During your Jaipur Literature Festival session with Ira Mathur, which was moderated by Cauvery Madhavan, there was a discussion on hyphenated identity. Do you grieve the Indian part of your identity given that you perhaps had no connection with it until now?
I've never really given any thought to India to be honest before [this trip]. It just didn't exist for me in a way. I had no connection to it. Nor did I want to know about it. For me, it was like, I'm British, and that's how I've always thought of myself and my brownness in relation to whiteness. Before coming here, I was very scared because I was coming all by myself and have no family here, but I have this sort of family through literature and books.
I'm a Fan was longlisted for the 2023 Women's Prize for Fiction, shortlisted for the Dylan Thomas Prize, and won the British Book Awards: Discover Book of the Year. Your thoughts on the recognition you've received.
I would have obviously preferred to win one of the literary ones because that would have been much nicer. It was incredible to be in the room with all of the UK publishing industry for someone like me, who wrote in her bedroom never thinking she'd ever be there. So that was amazing. I'm not kicking dust in that, but really it felt like I got the Brown Award; it felt a bit tokenistic, though I was very happy to win it.
It's a weird thing to be within the system of a thing that you've called out in a book, but it was worth it. This book completely changed my life. And I'm grateful for it.

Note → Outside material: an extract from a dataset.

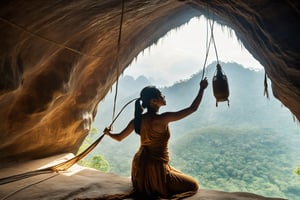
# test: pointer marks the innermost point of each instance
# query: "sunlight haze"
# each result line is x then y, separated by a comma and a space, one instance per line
181, 53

Working with Nina [Hervé] and Will [Burns] at Rough Trade Books was a project in art and friendship. It's meaningful to me. And, you know, this book could've won no prizes at all but it's the best book I could've put out, so I stood fully behind it. I took the most amount of risks in the things that I wanted to say. I was absolutely terrified of it coming out. I risked something deep and dark and serious in publishing it. And so did Nina and Will. I did feel like I pushed what was acceptable to say. But when I see books coming out that have the same design as that of my hardback, I see a richer legacy to the book. Wherever I go in the UK, that's how I'm introduced now: 'She wrote I'm a Fan'. It's incredible; the book steadied my life. And I feel that happened because it was important for me to create a space for something darker and a bit less forgivable within the stories that we tell.